Facing deterioration in the quality of life in New Mexico, the New Mexico legislature seemed to proceed this session as though only marginal issues needed attention. Republicans, reduced by their small numbers to irrelevance, spent time railing against largely symbolic measures on gun control and carbon emissions. Predictably, they were outraged by a bill requiring a 14-day waiting period for gun purchases, and another forbidding guns to enter voting centers.
However you might feel about gun control, will these measures, if passed, significantly reduce the chances of another mass shooting in NM? Will they, if passed, seriously erode our constitutional rights to possess a gun or reduce the alarmingly high crime rate? Will the clean fuel standards bill, if passed into law, really raise gasoline prices 50 cents or cut carbon emissions enough to show up in national statistics?

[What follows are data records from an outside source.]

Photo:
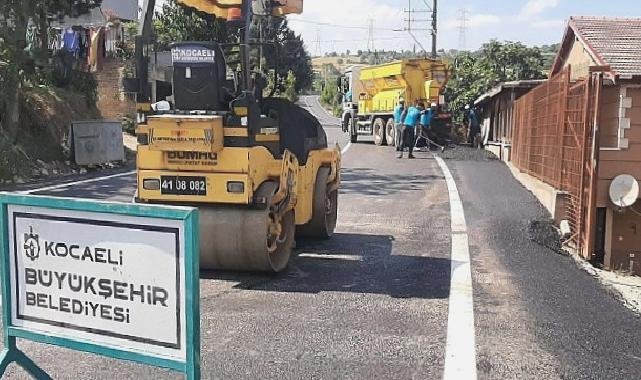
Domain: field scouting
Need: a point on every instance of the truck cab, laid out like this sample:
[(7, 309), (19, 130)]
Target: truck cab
[(350, 88)]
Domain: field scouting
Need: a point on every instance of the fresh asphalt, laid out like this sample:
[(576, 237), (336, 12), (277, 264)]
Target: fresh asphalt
[(372, 302)]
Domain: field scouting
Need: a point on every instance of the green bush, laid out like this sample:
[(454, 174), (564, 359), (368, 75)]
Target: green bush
[(12, 162)]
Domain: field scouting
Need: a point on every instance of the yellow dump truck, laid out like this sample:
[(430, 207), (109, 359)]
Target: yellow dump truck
[(371, 93), (258, 168)]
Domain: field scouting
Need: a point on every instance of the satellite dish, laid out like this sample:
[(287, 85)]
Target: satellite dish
[(624, 190)]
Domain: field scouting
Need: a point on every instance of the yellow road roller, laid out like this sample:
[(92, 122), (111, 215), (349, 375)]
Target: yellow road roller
[(257, 167)]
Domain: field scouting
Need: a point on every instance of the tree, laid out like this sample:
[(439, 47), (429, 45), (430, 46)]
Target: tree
[(290, 55), (177, 23), (496, 62), (290, 87)]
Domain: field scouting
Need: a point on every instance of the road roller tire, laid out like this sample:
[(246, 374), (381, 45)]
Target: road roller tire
[(324, 210), (351, 127), (390, 132), (240, 239), (379, 131)]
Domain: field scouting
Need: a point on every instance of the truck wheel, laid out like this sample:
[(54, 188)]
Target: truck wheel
[(390, 132), (379, 132)]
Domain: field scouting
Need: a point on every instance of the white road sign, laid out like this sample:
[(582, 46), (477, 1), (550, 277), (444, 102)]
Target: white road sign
[(111, 280)]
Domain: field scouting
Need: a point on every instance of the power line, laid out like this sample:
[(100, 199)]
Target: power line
[(462, 28), (342, 26)]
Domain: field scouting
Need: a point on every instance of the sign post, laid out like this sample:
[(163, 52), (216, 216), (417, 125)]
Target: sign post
[(118, 280)]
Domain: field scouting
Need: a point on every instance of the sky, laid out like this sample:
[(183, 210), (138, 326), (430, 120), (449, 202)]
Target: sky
[(344, 24)]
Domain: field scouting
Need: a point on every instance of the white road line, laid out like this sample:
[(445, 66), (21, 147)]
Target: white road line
[(460, 351), (69, 184), (332, 257)]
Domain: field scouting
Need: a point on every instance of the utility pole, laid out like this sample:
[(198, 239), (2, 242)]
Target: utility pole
[(463, 27), (434, 27), (317, 43), (370, 37)]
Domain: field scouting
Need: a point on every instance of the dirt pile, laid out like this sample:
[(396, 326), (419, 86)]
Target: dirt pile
[(42, 147), (466, 153)]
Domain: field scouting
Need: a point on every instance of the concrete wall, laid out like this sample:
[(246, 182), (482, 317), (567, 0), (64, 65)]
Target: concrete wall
[(580, 60), (113, 103), (621, 125)]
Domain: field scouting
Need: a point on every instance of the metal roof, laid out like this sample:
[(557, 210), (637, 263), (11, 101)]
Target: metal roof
[(614, 42), (506, 85)]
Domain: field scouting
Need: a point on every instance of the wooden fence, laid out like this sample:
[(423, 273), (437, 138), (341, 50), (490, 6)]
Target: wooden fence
[(555, 140)]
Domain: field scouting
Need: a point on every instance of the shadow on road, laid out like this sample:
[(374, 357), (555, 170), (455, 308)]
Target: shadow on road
[(370, 183), (121, 188), (352, 263)]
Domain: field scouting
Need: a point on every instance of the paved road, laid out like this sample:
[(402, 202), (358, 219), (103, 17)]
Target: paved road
[(373, 302)]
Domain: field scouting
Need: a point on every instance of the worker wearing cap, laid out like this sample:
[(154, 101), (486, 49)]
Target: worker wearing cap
[(410, 122), (398, 123), (426, 120)]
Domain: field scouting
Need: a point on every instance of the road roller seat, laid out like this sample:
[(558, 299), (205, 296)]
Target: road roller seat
[(200, 82), (300, 132)]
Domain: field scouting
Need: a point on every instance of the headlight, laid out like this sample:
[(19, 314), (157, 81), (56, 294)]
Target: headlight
[(236, 187)]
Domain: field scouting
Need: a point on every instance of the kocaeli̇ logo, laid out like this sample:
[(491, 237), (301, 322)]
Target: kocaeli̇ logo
[(31, 245)]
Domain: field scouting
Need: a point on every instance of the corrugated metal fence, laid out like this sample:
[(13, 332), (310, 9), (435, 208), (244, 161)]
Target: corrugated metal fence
[(554, 141)]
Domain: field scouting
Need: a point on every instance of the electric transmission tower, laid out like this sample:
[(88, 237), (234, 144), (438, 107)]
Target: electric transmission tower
[(432, 22), (462, 29)]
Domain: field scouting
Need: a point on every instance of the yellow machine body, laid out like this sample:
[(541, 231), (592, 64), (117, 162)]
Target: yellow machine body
[(220, 8), (411, 79), (180, 146)]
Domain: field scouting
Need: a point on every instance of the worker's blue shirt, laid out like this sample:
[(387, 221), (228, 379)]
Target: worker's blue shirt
[(426, 117), (474, 119), (413, 114), (398, 112)]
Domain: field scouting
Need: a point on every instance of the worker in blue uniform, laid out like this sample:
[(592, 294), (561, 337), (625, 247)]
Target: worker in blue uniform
[(398, 123), (410, 122)]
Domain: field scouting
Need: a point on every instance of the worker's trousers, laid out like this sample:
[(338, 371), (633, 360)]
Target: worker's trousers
[(398, 136), (408, 139)]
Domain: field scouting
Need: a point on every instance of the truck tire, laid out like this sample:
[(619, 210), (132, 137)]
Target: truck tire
[(351, 128), (379, 131), (390, 132)]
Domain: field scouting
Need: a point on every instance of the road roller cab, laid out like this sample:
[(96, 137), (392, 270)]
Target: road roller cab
[(259, 170)]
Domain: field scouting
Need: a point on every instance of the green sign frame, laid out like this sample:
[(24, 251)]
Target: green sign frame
[(189, 217)]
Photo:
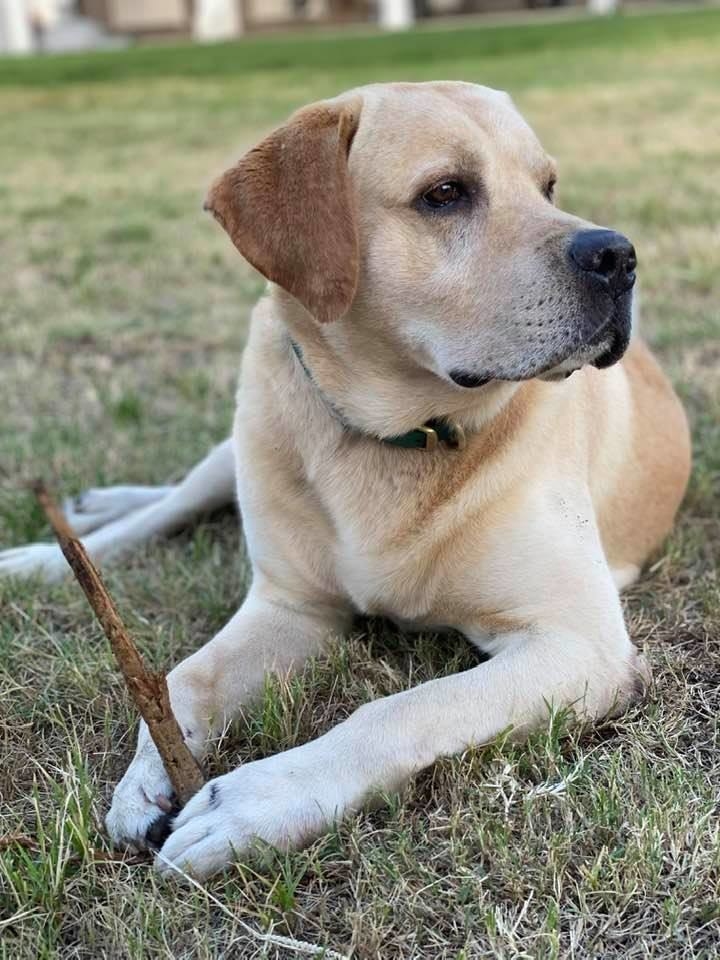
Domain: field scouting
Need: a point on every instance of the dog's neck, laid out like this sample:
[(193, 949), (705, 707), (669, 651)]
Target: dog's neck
[(374, 387)]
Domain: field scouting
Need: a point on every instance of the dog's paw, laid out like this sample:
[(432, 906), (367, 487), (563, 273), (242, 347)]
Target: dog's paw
[(42, 560), (139, 814), (275, 800), (99, 506)]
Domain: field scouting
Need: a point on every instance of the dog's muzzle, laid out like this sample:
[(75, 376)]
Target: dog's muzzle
[(606, 262)]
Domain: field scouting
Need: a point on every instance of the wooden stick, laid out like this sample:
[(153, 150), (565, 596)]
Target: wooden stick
[(148, 690)]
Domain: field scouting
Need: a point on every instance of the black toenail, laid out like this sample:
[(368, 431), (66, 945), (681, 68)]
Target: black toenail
[(159, 830)]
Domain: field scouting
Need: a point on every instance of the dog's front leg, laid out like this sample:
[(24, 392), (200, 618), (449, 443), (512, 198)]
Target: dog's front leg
[(272, 632), (293, 796)]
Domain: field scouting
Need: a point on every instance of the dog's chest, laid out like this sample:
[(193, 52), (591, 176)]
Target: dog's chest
[(395, 544)]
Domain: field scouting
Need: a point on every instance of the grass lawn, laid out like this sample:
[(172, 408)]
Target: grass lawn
[(123, 311)]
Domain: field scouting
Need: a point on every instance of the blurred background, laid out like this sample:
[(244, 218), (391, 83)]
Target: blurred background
[(57, 25)]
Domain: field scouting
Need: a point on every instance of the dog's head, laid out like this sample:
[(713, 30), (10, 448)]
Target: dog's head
[(429, 208)]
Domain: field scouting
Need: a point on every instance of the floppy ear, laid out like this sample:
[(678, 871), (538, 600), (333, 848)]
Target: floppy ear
[(288, 207)]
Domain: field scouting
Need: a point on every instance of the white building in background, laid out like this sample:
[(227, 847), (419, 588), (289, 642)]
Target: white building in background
[(56, 25)]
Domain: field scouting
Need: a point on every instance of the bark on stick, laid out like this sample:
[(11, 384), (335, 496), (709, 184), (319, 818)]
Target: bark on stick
[(148, 690)]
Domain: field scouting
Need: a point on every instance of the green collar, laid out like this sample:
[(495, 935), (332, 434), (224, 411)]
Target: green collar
[(426, 437)]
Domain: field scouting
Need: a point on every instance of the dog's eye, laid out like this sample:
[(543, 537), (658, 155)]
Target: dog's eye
[(444, 194)]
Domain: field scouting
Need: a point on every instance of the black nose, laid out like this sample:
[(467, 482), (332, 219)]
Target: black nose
[(608, 257)]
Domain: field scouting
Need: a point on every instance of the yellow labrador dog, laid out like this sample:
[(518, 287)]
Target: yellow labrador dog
[(441, 419)]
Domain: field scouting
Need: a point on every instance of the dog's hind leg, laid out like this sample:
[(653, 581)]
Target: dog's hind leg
[(99, 506), (208, 486)]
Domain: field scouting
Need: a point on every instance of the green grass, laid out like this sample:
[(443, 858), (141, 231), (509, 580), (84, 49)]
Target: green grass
[(123, 312)]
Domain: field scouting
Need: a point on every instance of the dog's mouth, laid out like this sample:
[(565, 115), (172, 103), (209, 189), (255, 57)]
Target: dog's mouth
[(600, 348)]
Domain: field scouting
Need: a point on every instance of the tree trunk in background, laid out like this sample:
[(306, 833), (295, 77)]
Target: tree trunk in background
[(396, 14), (217, 19), (15, 33), (603, 7)]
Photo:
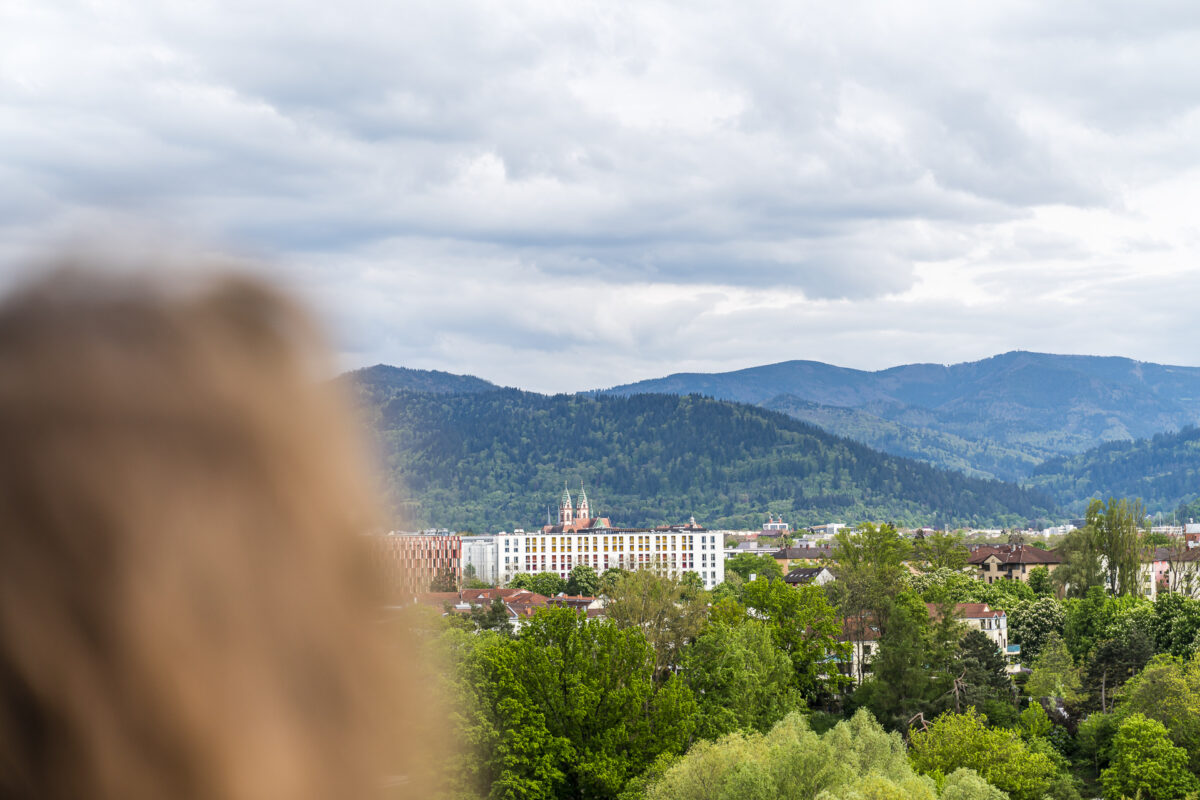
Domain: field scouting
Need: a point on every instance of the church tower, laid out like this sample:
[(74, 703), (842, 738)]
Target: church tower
[(585, 510), (565, 511)]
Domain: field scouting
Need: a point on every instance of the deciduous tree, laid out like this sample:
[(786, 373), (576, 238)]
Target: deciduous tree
[(741, 679), (582, 581), (661, 608), (1145, 764), (1000, 756)]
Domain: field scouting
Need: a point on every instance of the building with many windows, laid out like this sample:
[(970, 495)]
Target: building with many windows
[(579, 537), (411, 563), (479, 553)]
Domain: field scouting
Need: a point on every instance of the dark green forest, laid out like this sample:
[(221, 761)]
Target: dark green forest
[(996, 417), (1163, 470), (497, 459)]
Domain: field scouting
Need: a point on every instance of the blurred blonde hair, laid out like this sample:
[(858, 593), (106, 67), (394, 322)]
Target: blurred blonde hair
[(186, 609)]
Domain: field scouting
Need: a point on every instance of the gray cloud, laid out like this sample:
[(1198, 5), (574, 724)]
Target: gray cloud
[(463, 185)]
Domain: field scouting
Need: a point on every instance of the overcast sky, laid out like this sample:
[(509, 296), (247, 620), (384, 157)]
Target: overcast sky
[(564, 196)]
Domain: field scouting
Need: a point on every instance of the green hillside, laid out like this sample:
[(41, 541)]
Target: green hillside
[(1163, 470), (381, 380), (497, 459), (999, 416)]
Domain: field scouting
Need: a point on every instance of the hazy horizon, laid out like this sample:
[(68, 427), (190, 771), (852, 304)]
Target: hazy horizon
[(567, 197)]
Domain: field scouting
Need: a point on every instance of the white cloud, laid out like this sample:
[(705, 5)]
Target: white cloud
[(634, 188)]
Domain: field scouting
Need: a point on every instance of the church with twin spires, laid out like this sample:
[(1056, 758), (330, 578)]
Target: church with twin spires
[(576, 518)]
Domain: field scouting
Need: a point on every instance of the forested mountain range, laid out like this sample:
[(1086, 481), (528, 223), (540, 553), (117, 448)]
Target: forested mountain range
[(496, 459), (1163, 470), (381, 380), (1000, 416)]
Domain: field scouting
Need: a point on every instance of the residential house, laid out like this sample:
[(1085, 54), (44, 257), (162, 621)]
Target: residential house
[(803, 576), (1011, 561), (802, 555)]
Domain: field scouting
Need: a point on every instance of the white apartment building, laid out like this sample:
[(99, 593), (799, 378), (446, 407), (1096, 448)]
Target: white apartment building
[(672, 551), (480, 553)]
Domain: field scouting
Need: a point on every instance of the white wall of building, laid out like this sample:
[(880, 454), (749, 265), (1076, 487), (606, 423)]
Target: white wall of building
[(671, 551), (480, 552)]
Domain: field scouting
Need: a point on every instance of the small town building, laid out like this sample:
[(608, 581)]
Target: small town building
[(803, 576), (1011, 561)]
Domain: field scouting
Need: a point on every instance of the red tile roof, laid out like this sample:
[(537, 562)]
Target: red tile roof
[(1013, 554)]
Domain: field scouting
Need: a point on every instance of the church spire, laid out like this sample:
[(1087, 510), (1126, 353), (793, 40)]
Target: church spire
[(565, 512), (585, 510)]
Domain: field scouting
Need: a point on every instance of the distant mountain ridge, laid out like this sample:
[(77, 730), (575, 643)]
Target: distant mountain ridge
[(382, 379), (489, 461), (999, 417), (1163, 470)]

Does it make a difference if a 180-day calendar for all school kids is mandated, instead of allowing rural communities to maintain the same total number of teaching hours on a four-day schedule? Will the 180-day mandate affect the achievement scores of students enough to lift the state from 50th?
This session the ship of state, viewed from the legislative deck, felt like the officers spent more time fixing leaky faucets than on the bridge. The dinner menu was upgraded, the railings were painted, the wine was tasty, and the flower arrangements looked great. But the hull kept taking on water and the ship continued to sink.
Dr. Jose Garcia is a former university professor, former New Mexico Secretary of Higher Education and a political analyst for the Rio Grande Sun. During the legislative session he stalks the Roundhouse halls looking for “light” in the darkness of policy making.